Historic house in Texas, United States

The Littlefield House is a historic home in Austin, Texas, on the campus of the University of Texas at Austin. The home was built in 1893 for Civil War veteran George Littlefield, who was a successful businessman in the bank and cattle trades and a major benefactor to UT. It was designed using the popular Victorian style at a cost of $50,000.

While living in the house, Major Littlefield and his wife Alice made a tremendous number of contributions to the university, including funds for the Littlefield Fountain, the Main Building, and the Littlefield Dormitory. They also developed the Littlefield Building downtown, finished in 1912.

When Alice Littlefield died in 1935, she left the home to the university. Today the ground floor has been refurbished and is used for University functions. The upstairs is used for office space by the Office of University Events.
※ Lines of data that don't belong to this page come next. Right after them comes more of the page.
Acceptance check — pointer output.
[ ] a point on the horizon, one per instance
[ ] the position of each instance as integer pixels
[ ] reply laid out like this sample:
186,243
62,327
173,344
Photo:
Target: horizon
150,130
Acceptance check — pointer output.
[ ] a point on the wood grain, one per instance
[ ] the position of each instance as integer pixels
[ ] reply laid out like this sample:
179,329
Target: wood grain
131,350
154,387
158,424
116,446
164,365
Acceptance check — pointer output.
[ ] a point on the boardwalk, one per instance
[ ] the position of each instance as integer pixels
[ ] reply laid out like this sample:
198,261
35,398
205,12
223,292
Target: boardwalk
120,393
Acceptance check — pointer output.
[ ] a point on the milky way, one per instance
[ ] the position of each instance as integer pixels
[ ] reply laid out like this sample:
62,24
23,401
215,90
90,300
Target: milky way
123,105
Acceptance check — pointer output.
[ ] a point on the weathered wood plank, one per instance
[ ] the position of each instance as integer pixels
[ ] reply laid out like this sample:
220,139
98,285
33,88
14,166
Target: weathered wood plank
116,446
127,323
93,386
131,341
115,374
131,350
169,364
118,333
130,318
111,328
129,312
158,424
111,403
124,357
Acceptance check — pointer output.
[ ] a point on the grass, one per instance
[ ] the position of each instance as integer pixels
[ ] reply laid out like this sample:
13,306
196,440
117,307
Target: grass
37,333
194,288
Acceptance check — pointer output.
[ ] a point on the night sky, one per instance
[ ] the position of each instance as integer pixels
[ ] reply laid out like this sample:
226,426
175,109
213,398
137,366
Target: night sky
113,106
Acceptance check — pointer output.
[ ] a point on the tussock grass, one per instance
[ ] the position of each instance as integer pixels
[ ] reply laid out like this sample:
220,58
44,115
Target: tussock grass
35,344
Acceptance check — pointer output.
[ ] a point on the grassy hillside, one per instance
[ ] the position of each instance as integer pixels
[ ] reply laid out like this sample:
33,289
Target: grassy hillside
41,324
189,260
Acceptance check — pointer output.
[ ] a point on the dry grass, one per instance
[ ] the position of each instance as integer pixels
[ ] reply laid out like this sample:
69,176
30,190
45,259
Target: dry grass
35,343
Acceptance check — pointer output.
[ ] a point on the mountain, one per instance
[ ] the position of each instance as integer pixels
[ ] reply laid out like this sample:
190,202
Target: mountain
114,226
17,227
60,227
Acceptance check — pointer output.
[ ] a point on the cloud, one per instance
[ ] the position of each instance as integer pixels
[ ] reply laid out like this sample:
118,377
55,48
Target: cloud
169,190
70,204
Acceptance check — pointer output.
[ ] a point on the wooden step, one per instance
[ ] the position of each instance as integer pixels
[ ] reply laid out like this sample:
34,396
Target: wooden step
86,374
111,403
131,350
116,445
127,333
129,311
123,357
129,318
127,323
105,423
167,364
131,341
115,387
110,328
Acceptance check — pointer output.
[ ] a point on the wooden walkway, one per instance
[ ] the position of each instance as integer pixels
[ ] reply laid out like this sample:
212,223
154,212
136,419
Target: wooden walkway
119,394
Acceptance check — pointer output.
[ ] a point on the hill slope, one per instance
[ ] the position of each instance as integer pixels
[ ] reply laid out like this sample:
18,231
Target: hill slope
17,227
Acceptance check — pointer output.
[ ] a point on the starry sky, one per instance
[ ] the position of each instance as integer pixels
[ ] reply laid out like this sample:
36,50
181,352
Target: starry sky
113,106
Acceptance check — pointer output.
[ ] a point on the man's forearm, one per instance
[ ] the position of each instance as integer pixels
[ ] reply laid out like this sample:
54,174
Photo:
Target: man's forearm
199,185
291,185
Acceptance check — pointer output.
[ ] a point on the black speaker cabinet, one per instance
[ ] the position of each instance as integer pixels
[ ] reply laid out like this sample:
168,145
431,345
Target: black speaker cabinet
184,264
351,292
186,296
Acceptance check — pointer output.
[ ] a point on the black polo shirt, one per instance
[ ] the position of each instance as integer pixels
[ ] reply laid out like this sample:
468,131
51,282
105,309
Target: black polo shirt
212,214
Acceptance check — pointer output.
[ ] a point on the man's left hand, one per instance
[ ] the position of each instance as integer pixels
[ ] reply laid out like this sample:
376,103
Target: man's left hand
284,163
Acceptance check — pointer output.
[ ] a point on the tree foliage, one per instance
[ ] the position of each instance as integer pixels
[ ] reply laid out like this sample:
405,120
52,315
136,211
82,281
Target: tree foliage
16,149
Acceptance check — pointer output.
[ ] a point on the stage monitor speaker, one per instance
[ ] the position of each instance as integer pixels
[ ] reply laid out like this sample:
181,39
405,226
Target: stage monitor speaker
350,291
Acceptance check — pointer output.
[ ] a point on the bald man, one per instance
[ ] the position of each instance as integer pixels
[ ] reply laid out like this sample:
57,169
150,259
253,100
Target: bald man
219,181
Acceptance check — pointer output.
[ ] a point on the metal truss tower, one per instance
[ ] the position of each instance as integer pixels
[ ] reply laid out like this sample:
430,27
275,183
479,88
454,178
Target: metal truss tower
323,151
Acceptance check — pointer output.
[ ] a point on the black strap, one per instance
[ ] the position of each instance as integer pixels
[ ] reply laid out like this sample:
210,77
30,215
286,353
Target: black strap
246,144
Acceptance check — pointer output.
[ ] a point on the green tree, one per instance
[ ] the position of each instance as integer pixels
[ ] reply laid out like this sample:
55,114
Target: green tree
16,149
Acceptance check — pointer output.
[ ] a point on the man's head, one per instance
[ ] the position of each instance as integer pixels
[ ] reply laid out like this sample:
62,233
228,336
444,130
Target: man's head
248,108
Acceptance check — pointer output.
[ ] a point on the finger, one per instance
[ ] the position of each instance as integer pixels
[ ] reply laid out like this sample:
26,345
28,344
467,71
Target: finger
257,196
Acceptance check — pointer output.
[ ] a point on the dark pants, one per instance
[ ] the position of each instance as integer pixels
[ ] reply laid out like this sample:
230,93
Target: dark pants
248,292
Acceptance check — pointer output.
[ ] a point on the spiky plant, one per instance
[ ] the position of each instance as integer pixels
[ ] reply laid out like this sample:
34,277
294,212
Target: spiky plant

The home is located at 24th and Whitis streets. It was added to the National Register of Historic Places in 1970.

George Littlefield had a "Deodar Cedar" (Cedrus deodara), or "Himalayan cedar" imported from the Himalayas and planted on the property. Littlefield had the soil where the tree was to be placed dug up and replaced with Himalayan soil.

The 57-foot tree is located on the southwest side of the house, and is readily discernible by its distinctive horizontal layers. It is ranked as the #2 State Champion deodar cedar by Texas A&M Forest Service's Lists Big Tree Registry.